Wyra rolled his eyes but didn’t say anything in response.
“So,” Alander said, “what have you found?”
“Stuff that’ll make your eyes pop. Some of it we’re too nervous to fiddle with.” Wyra indicated a door on his right, one Alander remembered from Entrainment Camp. “This room we’re calling the Science Hall. It contains demonstrations of all sorts of models and theories. Lots of mathematical formulas scribbled on the walls, too. Chrys thinks he’s found turbulence equations in there somewhere, but he needs to look at it more closely to be sure. That’s in Spindle One. Spindle Two—” he moved around one door clockwise, to another memory—”is the Lab. We’re cautious of this one, to be honest. There’s little explanation for what we’ve found in it, but it seems to contain samples of various types of matter and energy. It’s like a chemistry set for gods. We’re reluctant to touch anything until you speak to the Gifts about it, so Caryl has declared it off limits.
“The next one we went into was Spindle Seven, and it doesn’t seem to contain much at all. There are machines in there, but we don’t know what they do. That’s another one for the Gifts to explain, although we are exploring it pretty closely at the moment.”

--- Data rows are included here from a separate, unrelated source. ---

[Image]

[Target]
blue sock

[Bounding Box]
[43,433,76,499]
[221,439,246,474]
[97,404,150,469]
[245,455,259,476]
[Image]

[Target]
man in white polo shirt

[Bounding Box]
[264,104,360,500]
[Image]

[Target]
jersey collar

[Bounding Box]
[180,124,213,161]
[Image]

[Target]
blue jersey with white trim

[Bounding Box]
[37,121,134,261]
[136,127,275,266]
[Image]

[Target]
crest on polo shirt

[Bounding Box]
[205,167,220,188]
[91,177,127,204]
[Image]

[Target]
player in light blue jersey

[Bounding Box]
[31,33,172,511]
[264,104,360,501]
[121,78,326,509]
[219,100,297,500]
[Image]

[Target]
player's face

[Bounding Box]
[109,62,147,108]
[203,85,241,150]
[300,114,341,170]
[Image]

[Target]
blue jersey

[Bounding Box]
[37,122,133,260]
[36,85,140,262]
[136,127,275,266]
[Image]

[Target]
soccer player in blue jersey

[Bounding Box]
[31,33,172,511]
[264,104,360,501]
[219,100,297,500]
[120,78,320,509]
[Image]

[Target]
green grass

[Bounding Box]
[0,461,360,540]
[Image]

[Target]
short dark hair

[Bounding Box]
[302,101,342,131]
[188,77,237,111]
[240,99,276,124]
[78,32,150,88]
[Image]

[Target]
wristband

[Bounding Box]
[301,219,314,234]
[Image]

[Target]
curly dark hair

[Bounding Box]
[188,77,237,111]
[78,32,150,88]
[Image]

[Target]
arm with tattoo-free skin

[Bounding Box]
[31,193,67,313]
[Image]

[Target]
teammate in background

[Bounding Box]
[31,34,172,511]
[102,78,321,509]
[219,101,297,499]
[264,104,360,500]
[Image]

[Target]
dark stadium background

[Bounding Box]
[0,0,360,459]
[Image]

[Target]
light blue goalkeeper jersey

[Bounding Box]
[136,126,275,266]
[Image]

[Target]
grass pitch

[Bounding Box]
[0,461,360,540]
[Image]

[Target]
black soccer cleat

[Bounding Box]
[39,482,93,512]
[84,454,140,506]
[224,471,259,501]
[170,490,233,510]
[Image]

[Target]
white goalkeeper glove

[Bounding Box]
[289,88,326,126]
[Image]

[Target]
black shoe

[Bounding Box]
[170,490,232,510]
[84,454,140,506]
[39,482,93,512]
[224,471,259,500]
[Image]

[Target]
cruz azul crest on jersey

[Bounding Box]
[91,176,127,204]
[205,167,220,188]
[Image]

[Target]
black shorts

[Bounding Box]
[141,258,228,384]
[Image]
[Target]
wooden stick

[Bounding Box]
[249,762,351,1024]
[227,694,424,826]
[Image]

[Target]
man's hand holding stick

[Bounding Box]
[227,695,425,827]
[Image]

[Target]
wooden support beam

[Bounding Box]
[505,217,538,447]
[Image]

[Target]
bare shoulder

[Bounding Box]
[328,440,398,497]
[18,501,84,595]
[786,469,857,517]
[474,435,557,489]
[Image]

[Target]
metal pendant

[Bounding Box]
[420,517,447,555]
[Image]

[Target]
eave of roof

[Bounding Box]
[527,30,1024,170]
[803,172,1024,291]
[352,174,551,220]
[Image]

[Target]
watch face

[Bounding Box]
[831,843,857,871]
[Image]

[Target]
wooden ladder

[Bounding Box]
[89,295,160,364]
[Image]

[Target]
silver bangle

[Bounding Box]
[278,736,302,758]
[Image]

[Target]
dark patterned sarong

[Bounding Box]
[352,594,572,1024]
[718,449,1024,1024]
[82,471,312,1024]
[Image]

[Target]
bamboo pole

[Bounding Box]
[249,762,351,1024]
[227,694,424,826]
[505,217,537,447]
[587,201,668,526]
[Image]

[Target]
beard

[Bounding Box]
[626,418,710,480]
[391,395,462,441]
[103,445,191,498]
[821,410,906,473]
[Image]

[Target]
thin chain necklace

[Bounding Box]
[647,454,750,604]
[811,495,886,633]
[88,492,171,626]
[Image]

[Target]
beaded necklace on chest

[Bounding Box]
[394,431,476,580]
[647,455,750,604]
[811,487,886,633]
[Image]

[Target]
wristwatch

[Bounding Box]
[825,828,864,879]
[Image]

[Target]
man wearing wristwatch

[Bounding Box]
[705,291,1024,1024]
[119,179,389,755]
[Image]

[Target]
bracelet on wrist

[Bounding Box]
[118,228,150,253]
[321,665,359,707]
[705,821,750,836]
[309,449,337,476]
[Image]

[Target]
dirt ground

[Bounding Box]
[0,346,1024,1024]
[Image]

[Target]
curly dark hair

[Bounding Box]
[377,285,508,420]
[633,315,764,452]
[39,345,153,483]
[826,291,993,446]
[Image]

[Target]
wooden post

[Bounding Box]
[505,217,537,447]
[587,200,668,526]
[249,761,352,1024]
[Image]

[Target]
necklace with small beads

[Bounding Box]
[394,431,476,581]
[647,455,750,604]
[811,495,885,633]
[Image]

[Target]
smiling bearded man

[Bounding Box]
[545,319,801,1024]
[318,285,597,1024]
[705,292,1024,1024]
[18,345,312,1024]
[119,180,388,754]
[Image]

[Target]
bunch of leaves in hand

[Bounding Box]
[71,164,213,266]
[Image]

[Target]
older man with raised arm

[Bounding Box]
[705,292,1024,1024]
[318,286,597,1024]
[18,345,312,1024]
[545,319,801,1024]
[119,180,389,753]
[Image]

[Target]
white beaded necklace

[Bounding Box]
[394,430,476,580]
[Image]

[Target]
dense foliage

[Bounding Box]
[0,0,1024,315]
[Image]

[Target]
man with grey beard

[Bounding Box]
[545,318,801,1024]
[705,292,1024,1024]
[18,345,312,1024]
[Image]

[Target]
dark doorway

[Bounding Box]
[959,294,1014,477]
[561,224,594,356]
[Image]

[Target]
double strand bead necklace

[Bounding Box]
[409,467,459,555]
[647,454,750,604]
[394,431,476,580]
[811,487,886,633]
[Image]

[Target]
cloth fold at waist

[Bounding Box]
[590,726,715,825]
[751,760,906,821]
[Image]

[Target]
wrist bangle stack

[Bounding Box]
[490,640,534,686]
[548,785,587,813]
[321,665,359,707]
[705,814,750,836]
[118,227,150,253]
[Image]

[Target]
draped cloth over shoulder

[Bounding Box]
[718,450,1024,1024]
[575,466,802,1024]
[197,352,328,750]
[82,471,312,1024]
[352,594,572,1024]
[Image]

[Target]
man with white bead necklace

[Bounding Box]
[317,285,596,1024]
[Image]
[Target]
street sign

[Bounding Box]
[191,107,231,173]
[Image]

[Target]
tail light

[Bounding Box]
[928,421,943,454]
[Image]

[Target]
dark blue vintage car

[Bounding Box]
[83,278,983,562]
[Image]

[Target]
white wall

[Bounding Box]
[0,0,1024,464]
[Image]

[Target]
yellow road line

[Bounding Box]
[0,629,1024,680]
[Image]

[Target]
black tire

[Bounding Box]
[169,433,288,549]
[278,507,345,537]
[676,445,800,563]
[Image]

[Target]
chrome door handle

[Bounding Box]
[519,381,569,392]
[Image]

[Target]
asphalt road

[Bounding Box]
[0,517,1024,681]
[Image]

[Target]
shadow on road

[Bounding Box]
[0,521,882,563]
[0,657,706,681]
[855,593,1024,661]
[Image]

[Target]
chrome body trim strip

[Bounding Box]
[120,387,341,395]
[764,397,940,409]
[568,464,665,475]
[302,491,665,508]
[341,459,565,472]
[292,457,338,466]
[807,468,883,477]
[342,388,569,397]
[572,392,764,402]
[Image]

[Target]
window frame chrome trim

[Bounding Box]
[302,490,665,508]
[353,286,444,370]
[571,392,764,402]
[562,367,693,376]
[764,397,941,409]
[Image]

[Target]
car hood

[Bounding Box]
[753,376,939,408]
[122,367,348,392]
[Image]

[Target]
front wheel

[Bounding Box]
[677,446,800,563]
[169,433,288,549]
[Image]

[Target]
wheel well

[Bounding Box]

“What about medicine?” said Alander. “Anything along those lines in any of the spindles?”
Wyra nodded, pointing to a door. “In Spindle Four there’s a fair replica of a modern hospital, complete with regeneration tanks and laser surgery arrays. We call it the Surgery. For the most part, the technology is familiar—apart from an unusual suit we came across.”
“Unusual in what way?”
“Well, it looks as though it’s made of water.” There was a pause, as if Wyra was concerned that what he had said might sound foolish. “We’ve no idea what it’s for, although I’m sure that will become evident in the days ahead. Just as I’m sure there’ll be plenty of other strange things like the suit we’ll come across when we explore farther. We suspect that, like the Gallery, there could well be more chambers beyond the one we saw; so who knows what kind of stuff we’re going to find?”
“Who indeed,” said Alander, thinking of the answer to his own fragile state.
“It’s off limits, too, for the moment.” Wyra didn’t seem too upset about that, and the reason for it soon became clear. “You might want to check out Spindle Six before you go exploring anywhere else. It’s the biggest of them all, the one that’s been emitting the gravitational waves. They’ve died down now, but we’re no closer to figuring out what exactly caused them.”
“I would have thought you’d be more interested in the Map Room.”
“I was until I saw what’s in Six.”
Alander eyed Wyra closely. He could take a hint. “Okay, so which one is it?”
Wyra gestured toward a cream-colored door with a picture hanging from it. Alander groaned to himself, feeling the irrational apprehension rise inside of him. This had been the door to the bedroom he had shared with his ex-wife, Emma. The breakup had been a difficult one for both of them, and approaching it now seemed to revive those feelings of failure and bitterness.
His hand reached out hesitantly for the handle, then pulled it open in a quick and forceful manner, as if doing so would somehow rid him of the unwanted emotions.
This time, there was no discontinuity in his contact with the
Tipler.
They knew where to expect him to reappear and had satellite receivers already in place. All he saw was a blur until he’d crossed the threshold, then Wyra was following him into the giant chamber, smiling at Alander’s expression.